- Origin: New York City, New York, U.S.
- Genres: Rock
- Years active: 2008–present
- Labels: Independent, Epic
- Members: Delila Paz; Edgey Pires;

= The Last Internationale =

American rock band

The Last Internationale (TLI) is an American rock band formed by New York City guitarist Edgey Pires and vocalist Delila Paz.

The group is known for its socially-conscious lyrics and strong live performances. Ben Hugues at Uber Rock says that "Live, they are an explosive ball of energy with perfect soulful vocals from Delila and rock 'n' roll chaos from the fingers of Edgey, a man who literally rips the strings from his guitar on a nightly basis." The duo started writing protest song and playing small gigs when Pires was studying for a degree in political science. He mentions Howlin' Wolf, Bob Dylan, Pete Seeger, Buffy Sainte-Marie and Woody Guthrie among their musical influences.

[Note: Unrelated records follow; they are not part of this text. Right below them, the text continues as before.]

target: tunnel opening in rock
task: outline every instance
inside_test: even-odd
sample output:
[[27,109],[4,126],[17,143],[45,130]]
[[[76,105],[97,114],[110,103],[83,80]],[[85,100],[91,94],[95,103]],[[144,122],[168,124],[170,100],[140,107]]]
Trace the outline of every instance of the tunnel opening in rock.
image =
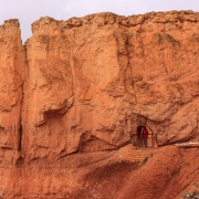
[[132,134],[132,144],[135,147],[157,147],[157,134],[146,125],[138,125],[137,132]]

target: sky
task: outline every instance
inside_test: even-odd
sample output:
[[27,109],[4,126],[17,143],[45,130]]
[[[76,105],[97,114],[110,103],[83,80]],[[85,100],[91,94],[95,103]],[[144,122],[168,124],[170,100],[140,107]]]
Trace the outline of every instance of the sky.
[[132,15],[169,10],[199,11],[199,0],[0,0],[0,24],[19,19],[24,42],[32,34],[31,23],[45,15],[67,20],[106,11]]

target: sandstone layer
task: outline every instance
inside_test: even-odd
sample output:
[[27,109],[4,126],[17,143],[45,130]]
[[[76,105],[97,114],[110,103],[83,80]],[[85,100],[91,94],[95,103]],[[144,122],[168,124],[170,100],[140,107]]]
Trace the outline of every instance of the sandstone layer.
[[[134,165],[119,166],[112,156],[139,125],[157,133],[159,146],[199,142],[198,63],[199,13],[192,11],[41,18],[24,46],[18,20],[6,21],[0,27],[0,191],[7,198],[80,198],[83,190],[74,190],[94,163],[116,166],[117,179],[128,176]],[[134,195],[122,184],[118,197]]]

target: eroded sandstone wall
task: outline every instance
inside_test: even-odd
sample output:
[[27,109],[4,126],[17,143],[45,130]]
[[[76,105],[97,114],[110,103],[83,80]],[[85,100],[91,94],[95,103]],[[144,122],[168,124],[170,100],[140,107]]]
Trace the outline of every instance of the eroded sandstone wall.
[[18,20],[0,27],[0,163],[12,164],[21,149],[25,56]]
[[198,140],[198,20],[187,11],[34,22],[23,90],[27,156],[115,149],[137,125],[158,133],[159,145]]
[[157,133],[159,145],[199,140],[198,13],[46,17],[32,32],[23,48],[17,20],[0,27],[0,188],[8,198],[71,191],[74,168],[88,170],[109,154],[97,151],[126,145],[138,125]]

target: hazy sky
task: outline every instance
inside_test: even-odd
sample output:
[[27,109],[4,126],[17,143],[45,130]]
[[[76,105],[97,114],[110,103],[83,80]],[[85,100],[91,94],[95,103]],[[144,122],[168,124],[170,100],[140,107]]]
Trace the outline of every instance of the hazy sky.
[[199,11],[199,0],[0,0],[0,24],[19,19],[25,41],[31,36],[31,23],[45,15],[66,20],[104,11],[132,15],[169,10]]

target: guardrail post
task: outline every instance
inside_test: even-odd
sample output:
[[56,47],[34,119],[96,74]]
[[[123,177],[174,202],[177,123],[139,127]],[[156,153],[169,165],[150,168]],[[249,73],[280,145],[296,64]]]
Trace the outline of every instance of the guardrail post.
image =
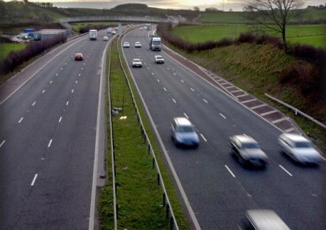
[[163,206],[165,206],[165,193],[163,192]]
[[169,216],[169,212],[170,211],[170,206],[168,205],[168,204],[166,204],[166,210],[165,210],[165,217],[166,217],[166,219],[168,218],[168,216]]

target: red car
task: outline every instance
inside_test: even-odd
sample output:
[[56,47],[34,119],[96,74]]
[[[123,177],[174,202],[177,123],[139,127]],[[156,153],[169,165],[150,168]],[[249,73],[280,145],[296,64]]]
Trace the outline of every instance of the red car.
[[82,60],[82,53],[77,53],[75,55],[75,60]]

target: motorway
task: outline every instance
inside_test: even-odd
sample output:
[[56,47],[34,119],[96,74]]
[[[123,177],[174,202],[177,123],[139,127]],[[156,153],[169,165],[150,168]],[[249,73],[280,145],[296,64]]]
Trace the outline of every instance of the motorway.
[[[180,199],[189,200],[190,205],[184,205],[192,228],[243,229],[245,210],[271,209],[290,229],[325,229],[325,162],[319,167],[294,164],[279,152],[279,129],[163,51],[151,51],[148,35],[139,29],[126,34],[122,42],[131,48],[124,48],[124,54],[175,170],[174,178],[180,182],[179,192],[180,192]],[[134,47],[136,41],[141,48]],[[158,54],[165,64],[155,64]],[[137,58],[142,68],[131,67]],[[174,146],[170,126],[176,116],[188,117],[195,126],[198,148]],[[267,168],[244,168],[232,157],[228,138],[241,133],[261,144],[271,160]]]
[[89,228],[104,33],[70,40],[1,86],[1,229]]

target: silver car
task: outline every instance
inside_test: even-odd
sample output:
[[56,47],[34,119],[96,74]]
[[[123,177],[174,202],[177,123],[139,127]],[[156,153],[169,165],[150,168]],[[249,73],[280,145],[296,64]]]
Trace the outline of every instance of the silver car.
[[257,141],[246,135],[236,135],[230,137],[229,146],[234,154],[243,163],[256,166],[265,166],[268,158],[261,150]]
[[254,229],[290,230],[280,217],[270,209],[251,209],[246,212],[246,217]]
[[303,164],[318,163],[321,157],[312,143],[306,138],[295,133],[283,133],[278,137],[281,152],[296,162]]
[[164,63],[164,58],[161,55],[155,55],[156,63]]
[[171,124],[171,138],[178,146],[199,146],[199,138],[194,126],[185,117],[175,117]]
[[132,60],[133,67],[141,67],[142,65],[143,65],[143,63],[141,63],[141,60],[140,59],[135,58]]

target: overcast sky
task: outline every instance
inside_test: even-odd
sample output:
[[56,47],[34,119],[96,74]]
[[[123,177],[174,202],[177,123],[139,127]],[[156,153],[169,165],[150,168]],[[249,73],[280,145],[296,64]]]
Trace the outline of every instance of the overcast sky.
[[[90,2],[101,1],[102,4],[107,4],[108,7],[114,7],[116,5],[126,4],[126,3],[141,3],[147,4],[148,6],[159,7],[164,9],[192,9],[194,6],[198,6],[201,10],[205,10],[205,8],[215,7],[219,9],[222,9],[223,0],[28,0],[29,1],[45,1],[45,2],[53,2],[53,3],[62,3],[62,2],[80,2],[85,5],[86,2],[88,4],[85,5],[89,7]],[[245,0],[224,0],[224,7],[225,11],[228,11],[230,8],[233,9],[234,11],[239,11],[242,9],[242,4],[245,2]],[[325,5],[326,0],[307,0],[305,1],[305,6],[307,5]],[[100,6],[102,4],[97,4]],[[60,6],[60,4],[58,4]],[[94,4],[95,6],[96,4]],[[68,6],[70,7],[70,6]],[[94,8],[99,8],[94,7]],[[92,7],[93,8],[93,7]]]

The group can get very political, with songs about the situation of the First Nations in the United States, war, working class poverty and the abuse of power. A streak of hope runs through the revolutionary lyrics. Says Pires: "The point of the song Life, Liberty and the Pursuit of Indian Blood, is that ultimately it will be the youth who free society, whether it’s the inner child in us or the actual youth who just get so sick of this whole mess that we’re in. The American Revolution was supposed to liberate people and it just ended up oppressing many for hundreds of years after and the song is about how the youth are going to take all the risks and ultimately take over. We’re promoting total liberation and we can achieve it in our lifetime, that’s optimistic!" Paz has always been an environmentalist: "Very early in my life, I think grade school. I started getting involved with Green Peace and environmental causes around 3rd grade. I knew that we weren’t living in a very natural way. I used to get little kid books that were about indigenous cultures and felt that we should live as nomads."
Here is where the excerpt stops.